After training your data on the training set you should test your model on the testing set.

If your model performs well on the testing set, you can be more confident about your model.

How to split training and testing data sets in Python?

The most common split ratio is 80:20.

That is 80% of the dataset goes into the training set and 20% of the dataset goes into the testing set.

Before splitting the data, make sure that the dataset is large enough. Train/Test split works well with large datasets.

Let’s get our hands dirty with some code.

1. Import the entire dataset

We are using the California Housing dataset for the entirety of the tutorial.

Let’s start with importing the data into a data frame using Pandas.

You can install pandas using the pip command:

pip install pandas

Import the dataset into a pandas Dataframe using :

import pandas as pd
housing = pd.read_csv("/sample_data/california_housing.csv")
housing.head()
Housing Dataframe 1
Housing Dataframe

Let’s treat the median_income column as the output (Y).

y= housing.median_income

Simultaneously we will have to drop the column from dataset to form the input vector.

x=housing.drop('median_income',axis=1)

You can use the .head() method in Pandas to see what the input and output look like.

x.head()
Input
Input X
y.head()
Output Y
Output Y

Now that we have our input and output vectors ready, we can split the data into training and testing sets.

2. Split the data using sklearn

To split the data we will be using train_test_split from sklearn.

train_test_split randomly distributes your data into training and testing set according to the ratio provided.

Let’s see how it is done in python.

x_train,x_test,y_train,y_test=train_test_split(x,y,test_size=0.2)

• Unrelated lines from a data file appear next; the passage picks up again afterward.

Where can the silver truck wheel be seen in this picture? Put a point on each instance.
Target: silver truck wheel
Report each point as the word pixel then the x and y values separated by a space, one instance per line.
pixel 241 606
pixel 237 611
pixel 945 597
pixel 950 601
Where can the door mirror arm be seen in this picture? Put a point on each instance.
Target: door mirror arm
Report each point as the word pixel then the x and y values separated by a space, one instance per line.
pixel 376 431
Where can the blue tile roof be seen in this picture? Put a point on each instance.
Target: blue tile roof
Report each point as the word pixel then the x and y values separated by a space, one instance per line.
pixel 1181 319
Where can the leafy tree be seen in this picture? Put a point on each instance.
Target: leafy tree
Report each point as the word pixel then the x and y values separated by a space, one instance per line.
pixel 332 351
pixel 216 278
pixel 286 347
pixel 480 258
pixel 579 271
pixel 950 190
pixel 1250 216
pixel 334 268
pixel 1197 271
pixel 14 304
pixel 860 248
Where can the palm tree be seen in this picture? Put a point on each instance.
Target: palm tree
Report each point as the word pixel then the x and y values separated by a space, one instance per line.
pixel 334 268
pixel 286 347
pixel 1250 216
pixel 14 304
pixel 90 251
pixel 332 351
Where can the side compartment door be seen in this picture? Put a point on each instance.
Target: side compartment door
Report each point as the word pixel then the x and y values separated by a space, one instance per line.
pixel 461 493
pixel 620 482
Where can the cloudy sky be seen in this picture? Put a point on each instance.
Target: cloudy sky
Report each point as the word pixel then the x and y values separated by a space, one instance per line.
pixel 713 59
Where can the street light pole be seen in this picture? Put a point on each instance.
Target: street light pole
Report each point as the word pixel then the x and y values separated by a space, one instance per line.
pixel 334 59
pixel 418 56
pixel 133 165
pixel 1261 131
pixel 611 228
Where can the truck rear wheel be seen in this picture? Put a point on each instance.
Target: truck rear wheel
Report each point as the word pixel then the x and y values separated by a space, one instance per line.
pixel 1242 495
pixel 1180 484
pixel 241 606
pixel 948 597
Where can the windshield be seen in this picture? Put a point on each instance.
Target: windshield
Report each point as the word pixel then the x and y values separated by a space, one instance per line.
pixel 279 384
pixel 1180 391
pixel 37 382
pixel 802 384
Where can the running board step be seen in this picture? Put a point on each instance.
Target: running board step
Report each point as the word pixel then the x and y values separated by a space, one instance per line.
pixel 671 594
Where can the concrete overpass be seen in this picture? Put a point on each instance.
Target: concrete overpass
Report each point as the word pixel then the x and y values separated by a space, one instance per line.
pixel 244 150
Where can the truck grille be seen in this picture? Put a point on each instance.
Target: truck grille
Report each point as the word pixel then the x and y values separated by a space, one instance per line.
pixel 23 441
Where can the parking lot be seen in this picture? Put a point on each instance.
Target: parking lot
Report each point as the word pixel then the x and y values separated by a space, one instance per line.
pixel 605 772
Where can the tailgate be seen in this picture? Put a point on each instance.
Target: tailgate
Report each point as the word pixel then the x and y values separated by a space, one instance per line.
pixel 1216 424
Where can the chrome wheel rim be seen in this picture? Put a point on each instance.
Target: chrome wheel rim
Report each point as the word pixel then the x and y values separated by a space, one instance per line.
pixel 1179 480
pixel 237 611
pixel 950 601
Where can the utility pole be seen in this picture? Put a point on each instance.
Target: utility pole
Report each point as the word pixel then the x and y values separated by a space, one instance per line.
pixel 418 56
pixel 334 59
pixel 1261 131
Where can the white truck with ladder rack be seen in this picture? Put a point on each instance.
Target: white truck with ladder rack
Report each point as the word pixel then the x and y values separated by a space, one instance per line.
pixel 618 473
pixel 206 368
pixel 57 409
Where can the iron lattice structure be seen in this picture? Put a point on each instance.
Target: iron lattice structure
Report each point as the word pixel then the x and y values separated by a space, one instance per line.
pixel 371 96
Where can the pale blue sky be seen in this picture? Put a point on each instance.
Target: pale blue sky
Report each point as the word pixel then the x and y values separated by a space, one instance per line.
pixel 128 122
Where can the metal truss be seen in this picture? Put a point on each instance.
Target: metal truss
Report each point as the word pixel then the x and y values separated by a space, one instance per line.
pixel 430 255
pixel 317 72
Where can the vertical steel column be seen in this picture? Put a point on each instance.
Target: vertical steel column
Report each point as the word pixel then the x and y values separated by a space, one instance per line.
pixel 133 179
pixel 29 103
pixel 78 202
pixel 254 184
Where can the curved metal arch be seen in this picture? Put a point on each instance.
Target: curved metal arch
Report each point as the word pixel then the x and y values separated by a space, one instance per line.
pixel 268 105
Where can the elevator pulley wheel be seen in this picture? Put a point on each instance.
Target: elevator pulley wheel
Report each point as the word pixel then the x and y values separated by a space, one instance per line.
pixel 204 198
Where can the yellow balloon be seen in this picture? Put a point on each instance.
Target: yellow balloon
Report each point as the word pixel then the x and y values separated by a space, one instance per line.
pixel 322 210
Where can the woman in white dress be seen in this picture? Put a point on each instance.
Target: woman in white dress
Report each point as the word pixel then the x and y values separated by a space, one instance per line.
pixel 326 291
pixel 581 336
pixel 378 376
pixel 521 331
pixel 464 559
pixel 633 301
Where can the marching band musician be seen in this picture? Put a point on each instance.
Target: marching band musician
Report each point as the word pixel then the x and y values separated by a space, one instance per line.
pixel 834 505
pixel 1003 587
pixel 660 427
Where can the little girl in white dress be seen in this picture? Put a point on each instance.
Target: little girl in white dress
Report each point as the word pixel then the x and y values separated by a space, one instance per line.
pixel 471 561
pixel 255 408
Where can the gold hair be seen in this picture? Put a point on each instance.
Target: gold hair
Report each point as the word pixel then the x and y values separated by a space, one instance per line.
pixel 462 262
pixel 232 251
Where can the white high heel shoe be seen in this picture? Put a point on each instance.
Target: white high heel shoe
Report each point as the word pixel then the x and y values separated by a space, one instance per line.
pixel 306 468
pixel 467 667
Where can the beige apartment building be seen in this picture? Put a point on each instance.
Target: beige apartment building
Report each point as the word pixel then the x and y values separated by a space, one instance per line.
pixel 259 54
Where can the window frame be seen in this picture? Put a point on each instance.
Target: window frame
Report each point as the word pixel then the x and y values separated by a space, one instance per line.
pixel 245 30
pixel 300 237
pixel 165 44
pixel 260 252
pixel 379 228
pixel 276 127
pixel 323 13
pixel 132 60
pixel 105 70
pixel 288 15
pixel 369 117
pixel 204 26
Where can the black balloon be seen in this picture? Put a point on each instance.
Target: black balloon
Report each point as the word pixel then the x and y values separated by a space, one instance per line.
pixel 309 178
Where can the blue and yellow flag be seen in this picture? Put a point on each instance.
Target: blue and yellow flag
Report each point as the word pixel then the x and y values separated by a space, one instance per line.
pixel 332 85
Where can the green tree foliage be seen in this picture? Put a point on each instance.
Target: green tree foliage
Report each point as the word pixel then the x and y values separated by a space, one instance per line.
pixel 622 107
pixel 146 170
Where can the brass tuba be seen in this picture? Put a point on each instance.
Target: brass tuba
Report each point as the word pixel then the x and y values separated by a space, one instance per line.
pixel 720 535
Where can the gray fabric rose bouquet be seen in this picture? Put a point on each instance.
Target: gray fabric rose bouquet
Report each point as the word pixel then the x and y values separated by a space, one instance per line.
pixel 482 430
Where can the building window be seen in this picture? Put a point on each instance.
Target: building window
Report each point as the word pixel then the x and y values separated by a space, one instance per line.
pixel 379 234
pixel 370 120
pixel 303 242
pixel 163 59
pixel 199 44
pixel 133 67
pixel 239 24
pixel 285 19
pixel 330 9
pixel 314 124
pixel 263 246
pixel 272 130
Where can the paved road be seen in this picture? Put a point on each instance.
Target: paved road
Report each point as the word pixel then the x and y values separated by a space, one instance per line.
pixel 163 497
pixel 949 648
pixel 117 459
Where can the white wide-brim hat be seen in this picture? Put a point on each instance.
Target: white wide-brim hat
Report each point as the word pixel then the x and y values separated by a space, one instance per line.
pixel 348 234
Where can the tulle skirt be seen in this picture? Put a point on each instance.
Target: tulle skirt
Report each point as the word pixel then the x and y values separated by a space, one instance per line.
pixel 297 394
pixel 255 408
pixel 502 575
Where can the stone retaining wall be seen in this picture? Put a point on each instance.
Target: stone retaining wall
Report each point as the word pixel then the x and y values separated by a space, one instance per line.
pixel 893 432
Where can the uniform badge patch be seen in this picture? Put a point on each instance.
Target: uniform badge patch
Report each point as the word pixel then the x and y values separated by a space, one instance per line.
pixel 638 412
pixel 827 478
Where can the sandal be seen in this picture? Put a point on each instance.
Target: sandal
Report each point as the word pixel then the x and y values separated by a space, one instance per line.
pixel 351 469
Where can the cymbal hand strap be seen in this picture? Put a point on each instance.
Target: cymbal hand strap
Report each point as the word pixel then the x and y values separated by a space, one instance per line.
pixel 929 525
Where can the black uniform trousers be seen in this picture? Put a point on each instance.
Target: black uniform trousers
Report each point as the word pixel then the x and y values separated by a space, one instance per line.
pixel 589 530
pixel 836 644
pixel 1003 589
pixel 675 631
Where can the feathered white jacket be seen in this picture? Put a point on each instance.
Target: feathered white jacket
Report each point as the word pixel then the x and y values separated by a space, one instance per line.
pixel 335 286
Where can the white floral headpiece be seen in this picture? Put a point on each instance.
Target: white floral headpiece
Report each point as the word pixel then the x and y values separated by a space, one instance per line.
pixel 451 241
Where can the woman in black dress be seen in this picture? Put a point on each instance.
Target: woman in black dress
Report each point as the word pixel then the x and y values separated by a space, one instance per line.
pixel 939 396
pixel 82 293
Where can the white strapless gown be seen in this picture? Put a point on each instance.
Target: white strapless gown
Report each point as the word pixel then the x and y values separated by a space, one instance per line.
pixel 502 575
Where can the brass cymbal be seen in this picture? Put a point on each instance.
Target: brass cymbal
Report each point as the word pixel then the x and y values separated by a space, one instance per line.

Here we are using the split ratio of 80:20. The 20% testing data set is represented by the 0.2 at the end.

To compare the shape of different testing and training sets, use the following piece of code:

print("shape of original dataset :", housing.shape)
print("shape of input - training set", x_train.shape)
print("shape of output - training set", y_train.shape)
print("shape of input - testing set", x_test.shape)
print("shape of output - testing set", y_test.shape)

This gives the following output.

Shape

The Complete Code

The complete code for this splitting training and testing data is as follows :

import pandas as pd
housing = pd.read_csv("/sample_data/california_housing.csv")
print(housing.head())

#output
y= housing.median_income

#input
x=housing.drop('median_income',axis=1)

#splitting
x_train,x_teinst,y_train,y_test=train_test_split(x,y,test_size=0.2)

#printing shapes of testing and training sets :
print("shape of original dataset :", housing.shape)
print("shape of input - training set", x_train.shape)
print("shape of output - training set", y_train.shape)
print("shape of input - testing set", x_test.shape)
print("shape of output - testing set", y_test.shape)

Conclusion

In this tutorial, we learned about the importance of splitting data into training and testing sets. Furthermore, we imported a dataset into a pandas Dataframe and then used sklearn to split the data into training and testing sets.